Über einem in der Lübecker Bucht ankernden Passagierschiff ertönt der ohrenbetäubende Lärm des nahenden Hubschraubers der Bundespolizei-Fliegerstaffel. Schwer bewaffnete Spezialkräfte seilen sich ab, weitere Einsatzkräfte gelangen über zeitgleich eintreffende Mehrzweckboote an Deck. Die Waffen im Anschlag durchsuchen die Beamten der Spezialeinheit GSG 9 die 190 Meter lange Fähre Nils Holgersson. Ziel der Maßnahme: Abwendung einer Gefahrenlage auf See.

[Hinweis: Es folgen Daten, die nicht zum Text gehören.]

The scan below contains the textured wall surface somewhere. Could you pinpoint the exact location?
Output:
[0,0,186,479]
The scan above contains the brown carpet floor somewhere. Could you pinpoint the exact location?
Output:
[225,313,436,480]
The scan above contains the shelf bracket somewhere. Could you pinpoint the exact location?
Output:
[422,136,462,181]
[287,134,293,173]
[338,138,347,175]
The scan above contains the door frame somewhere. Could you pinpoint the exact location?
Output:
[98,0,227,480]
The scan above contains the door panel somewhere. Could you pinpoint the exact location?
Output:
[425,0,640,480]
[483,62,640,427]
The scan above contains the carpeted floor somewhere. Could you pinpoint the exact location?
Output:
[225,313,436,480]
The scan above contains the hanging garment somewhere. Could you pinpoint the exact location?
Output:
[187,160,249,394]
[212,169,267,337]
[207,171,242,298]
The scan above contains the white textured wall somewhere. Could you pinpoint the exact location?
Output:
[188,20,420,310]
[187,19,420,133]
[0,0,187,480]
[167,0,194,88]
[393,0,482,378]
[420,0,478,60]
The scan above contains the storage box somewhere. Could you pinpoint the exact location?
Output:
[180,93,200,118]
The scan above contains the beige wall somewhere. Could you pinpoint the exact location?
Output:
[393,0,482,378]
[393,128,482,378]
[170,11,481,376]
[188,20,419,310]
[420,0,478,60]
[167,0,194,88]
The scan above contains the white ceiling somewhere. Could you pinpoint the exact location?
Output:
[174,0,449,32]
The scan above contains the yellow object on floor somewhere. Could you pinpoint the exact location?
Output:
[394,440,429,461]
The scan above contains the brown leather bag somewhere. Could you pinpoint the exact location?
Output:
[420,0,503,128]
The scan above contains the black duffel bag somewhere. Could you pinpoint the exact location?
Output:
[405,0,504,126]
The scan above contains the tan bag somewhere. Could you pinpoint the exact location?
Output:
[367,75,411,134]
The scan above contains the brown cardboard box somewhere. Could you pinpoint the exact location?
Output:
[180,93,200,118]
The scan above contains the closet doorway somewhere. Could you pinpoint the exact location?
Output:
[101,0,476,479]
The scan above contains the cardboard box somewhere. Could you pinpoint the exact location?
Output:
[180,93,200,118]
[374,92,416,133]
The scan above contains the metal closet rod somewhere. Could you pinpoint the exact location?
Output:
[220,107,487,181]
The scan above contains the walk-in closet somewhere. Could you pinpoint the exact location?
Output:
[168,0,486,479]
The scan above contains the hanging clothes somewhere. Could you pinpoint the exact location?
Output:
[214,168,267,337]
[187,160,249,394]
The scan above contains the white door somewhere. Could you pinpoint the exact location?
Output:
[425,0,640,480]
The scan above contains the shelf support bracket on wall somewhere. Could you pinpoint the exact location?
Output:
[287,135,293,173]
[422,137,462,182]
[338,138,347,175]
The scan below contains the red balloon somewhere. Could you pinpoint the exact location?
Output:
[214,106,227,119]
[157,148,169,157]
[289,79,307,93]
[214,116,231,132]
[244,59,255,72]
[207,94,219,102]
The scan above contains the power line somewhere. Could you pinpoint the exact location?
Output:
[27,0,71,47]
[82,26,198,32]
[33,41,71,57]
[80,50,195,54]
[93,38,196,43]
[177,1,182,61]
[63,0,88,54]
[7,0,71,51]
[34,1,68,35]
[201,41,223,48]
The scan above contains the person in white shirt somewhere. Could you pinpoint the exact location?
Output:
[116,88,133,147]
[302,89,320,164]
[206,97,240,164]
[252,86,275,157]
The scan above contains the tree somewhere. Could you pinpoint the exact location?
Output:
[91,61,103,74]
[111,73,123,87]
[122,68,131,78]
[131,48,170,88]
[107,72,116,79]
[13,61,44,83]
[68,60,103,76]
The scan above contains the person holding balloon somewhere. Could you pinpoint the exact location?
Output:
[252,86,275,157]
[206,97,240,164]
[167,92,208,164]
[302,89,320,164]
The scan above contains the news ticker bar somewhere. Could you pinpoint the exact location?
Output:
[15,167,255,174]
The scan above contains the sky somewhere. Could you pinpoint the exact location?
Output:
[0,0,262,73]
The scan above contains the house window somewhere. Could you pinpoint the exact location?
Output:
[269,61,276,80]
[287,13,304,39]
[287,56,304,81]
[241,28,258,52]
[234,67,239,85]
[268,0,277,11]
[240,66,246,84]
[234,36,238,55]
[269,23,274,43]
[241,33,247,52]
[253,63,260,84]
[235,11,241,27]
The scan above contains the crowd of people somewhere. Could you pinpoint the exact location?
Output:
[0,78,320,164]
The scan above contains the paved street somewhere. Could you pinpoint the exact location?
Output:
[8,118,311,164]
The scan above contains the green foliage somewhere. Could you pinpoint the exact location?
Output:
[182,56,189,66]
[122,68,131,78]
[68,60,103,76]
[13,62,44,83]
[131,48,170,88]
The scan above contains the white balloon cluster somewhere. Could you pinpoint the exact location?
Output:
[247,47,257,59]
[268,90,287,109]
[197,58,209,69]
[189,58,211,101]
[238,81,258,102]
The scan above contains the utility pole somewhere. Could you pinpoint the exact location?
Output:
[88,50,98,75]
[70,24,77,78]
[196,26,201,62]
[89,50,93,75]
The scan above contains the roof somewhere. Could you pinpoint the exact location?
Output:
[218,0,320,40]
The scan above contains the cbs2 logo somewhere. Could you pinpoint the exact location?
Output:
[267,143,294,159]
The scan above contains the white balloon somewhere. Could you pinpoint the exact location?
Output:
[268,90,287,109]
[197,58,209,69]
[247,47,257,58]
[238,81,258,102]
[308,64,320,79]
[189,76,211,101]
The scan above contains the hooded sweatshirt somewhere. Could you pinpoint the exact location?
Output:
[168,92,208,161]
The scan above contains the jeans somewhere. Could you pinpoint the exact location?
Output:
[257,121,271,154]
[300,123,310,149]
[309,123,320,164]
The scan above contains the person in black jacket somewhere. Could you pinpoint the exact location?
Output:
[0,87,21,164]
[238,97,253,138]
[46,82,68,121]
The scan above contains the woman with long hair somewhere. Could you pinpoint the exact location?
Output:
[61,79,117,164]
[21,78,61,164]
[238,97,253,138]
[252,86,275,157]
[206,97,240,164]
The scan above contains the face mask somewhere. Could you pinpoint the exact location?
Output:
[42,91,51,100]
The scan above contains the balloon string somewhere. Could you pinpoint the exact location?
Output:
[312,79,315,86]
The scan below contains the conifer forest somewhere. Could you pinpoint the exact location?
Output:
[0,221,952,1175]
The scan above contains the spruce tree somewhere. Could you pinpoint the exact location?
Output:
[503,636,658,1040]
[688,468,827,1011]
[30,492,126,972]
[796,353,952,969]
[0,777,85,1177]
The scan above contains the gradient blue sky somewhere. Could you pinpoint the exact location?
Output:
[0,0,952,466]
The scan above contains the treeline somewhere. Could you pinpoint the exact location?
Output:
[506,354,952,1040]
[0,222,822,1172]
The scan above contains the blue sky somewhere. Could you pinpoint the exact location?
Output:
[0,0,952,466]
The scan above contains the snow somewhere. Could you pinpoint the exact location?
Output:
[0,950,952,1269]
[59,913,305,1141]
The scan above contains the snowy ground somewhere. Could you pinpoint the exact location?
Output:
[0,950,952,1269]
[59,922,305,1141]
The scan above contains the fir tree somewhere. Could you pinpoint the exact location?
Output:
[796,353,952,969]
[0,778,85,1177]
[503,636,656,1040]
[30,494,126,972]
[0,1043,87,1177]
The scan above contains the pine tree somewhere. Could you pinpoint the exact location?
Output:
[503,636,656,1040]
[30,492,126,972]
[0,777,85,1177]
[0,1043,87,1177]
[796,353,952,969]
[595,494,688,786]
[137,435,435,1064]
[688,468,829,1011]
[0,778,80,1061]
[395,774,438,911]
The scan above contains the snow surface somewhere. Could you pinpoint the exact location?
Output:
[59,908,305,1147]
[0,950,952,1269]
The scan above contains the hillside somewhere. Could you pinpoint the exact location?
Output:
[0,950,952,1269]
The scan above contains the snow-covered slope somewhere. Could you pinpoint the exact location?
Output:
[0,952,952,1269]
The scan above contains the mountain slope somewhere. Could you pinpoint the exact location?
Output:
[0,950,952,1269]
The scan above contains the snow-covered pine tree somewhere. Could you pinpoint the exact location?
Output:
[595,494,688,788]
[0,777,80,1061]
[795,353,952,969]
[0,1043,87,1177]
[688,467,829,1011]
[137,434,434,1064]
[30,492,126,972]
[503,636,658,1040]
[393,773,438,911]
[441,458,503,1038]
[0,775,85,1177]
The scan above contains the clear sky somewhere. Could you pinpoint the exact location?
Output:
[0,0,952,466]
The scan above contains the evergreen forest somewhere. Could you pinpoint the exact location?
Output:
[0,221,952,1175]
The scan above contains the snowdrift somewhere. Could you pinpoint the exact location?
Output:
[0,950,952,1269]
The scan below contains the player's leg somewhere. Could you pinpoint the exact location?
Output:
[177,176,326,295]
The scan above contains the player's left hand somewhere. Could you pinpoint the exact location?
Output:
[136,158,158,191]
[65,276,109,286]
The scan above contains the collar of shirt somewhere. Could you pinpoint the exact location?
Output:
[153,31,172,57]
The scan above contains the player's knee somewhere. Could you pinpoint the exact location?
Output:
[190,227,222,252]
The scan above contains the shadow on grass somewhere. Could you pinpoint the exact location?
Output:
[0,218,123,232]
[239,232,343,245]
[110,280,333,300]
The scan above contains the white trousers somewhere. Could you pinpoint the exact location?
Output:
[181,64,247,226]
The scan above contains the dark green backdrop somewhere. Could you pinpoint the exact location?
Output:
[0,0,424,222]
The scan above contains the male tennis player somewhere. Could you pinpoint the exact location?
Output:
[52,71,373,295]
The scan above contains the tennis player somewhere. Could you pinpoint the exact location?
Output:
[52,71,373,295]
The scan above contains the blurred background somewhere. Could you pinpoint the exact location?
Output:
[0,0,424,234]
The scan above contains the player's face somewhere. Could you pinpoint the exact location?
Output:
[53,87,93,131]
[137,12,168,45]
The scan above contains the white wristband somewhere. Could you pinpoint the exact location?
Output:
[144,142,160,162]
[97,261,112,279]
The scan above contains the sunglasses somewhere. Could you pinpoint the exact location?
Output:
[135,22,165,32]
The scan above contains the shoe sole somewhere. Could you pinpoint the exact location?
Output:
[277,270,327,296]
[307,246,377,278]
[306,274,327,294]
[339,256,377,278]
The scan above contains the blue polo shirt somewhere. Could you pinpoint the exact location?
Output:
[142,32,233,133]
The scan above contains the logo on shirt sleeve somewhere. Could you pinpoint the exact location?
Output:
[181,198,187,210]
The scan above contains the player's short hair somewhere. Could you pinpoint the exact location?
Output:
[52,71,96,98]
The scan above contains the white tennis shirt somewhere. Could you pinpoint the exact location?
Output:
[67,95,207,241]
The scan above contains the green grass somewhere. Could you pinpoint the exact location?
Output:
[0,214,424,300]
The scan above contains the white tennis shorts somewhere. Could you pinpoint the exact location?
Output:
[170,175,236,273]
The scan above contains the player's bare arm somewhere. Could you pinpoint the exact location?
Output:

Auch wenn es sich an diesem Morgen im Oktober 2020 lediglich um eine gemeinsame Übung der Bundespolizei mit dem Bundesamt für Seeschifffahrt und Hydrographie im Rahmen einer maritimen Gefahrenabwehr handelt – für den Ernstfall eines durch bewaffnete Terroristen verübten Anschlags auf See müssen die Beamten der Bundespolizei vorbereitet sein.1

An der Seegrenze von Nord- und Ostsee sorgt die Bundespolizei für den grenzpolizeilichen Schutz des deutschen Staatsgebiets.2 Neben dieser maritimen Komponente ist die dem Bundesinnenministerium nachgeordnete Behörde unter anderem zuständig für die Luftsicherheit, übernimmt grenz- und bahnpolizeiliche Aufgaben, verfügt über eine Bereitschaftspolizei und sogt für den Schutz von Verfassungsorganen wie dem Bundeskanzleramt.3

Mit den Polizeibehörden der Länder steht sie in einem engen Austausch. Selbst im Ausland kommt die Bundespolizei zum Einsatz. Derzeit sind 41.000 Polizeivollzugsbeamte und mehrere tausend zivile Beschäftige für die Bundespolizei tätig.4

In Zeiten, in denen die Bedrohungslage in Deutschland durch Terrorismus und andere Bedrohungen der inneren Sicherheit weiter zunimmt, gewinnt ihr Dienst an Bedeutung. Im Jahr 2020 traf die damalige Bundesregierung die Entscheidung 900 weitere Anwärterinnen und Anwärter einzustellen und auszubilden, die Hälfte davon stationiert in Hessen. Dadurch soll der Bundespolizei mehr Präsenz sowie regionale Verwurzelung geschaffen werden und durch neu zu errichtende Ausbildungszentren gleichzeitig dem Defizit an Unterkunftsplätzen im Liegenschaftsbereich der Bundespolizei entgegengewirkt werden. Als Ausbildungsbeginn war September 2021 vorgesehen; als Ausbildungsort dient der ehemalige Bundeswehrstandort Alheimer Kaserne in Rotenburg an der Fulda.5 Die Bundeswehr ist dort 2015 ausgezogen.6 Zwischenzeitlich als Hessische Erstaufnahme-Einrichtung genutzt, steht die Liegenschaft aktuell im Eigentum der Bundesanstalt für Immobilienaufgaben (BImA). Eine unmittelbare Inbetriebnahme zu Ausbildungszwecken war ausgeschlossen. Und so verwandelte sich die verwaiste Liegenschaft im Frühjahr 2020 kurzfristig in ein umfangreiches Bauprojekt.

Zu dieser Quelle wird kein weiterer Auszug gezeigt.